TLDR:
A friends and family round is the earliest form of startup funding, where the founder raises capital from their personal network — friends, family, and close contacts — before seeking institutional investors.
Best Practices for Friends and Family Rounds
Even though friends and family investments are informal in spirit, they should be formalized legally to protect both founders and investors. Investments should be documented as convertible notes or SAFEs (Simple Agreements for Future Equity) rather than informal handshakes, clearly specifying the investment amount, conversion terms, and cap. This documentation protects founders from disputes about ownership, provides investors with clear legal rights, and creates a clean record for future investors who will conduct due diligence on the cap table.

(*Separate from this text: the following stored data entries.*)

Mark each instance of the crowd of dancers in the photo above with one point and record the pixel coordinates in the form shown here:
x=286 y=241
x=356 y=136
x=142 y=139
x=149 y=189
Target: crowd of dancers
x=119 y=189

Managing Personal Relationships Post-Investment
Common Investment Instruments
Friends and family rounds typically use simpler instruments than institutional rounds: SAFEs, convertible notes, or direct common-stock purchases. Founders should resist the temptation to structure these as informal loans or handshake deals — a year later, when a VC asks for the cap table during diligence, undocumented friend-and-family investments become a source of friction and renegotiation.
Personal and Securities Law Considerations
Even friends-and-family rounds must comply with securities law. Most rely on exemptions for accredited investors or limited non-accredited offerings (Rule 506(b) in the US). Founders should consider whether the relationship survives the failure of the company — a high baseline expectation in venture investing — and ensure investors understand the risk. Documenting suitability assessment and providing meaningful disclosure is a cheap form of relationship insurance.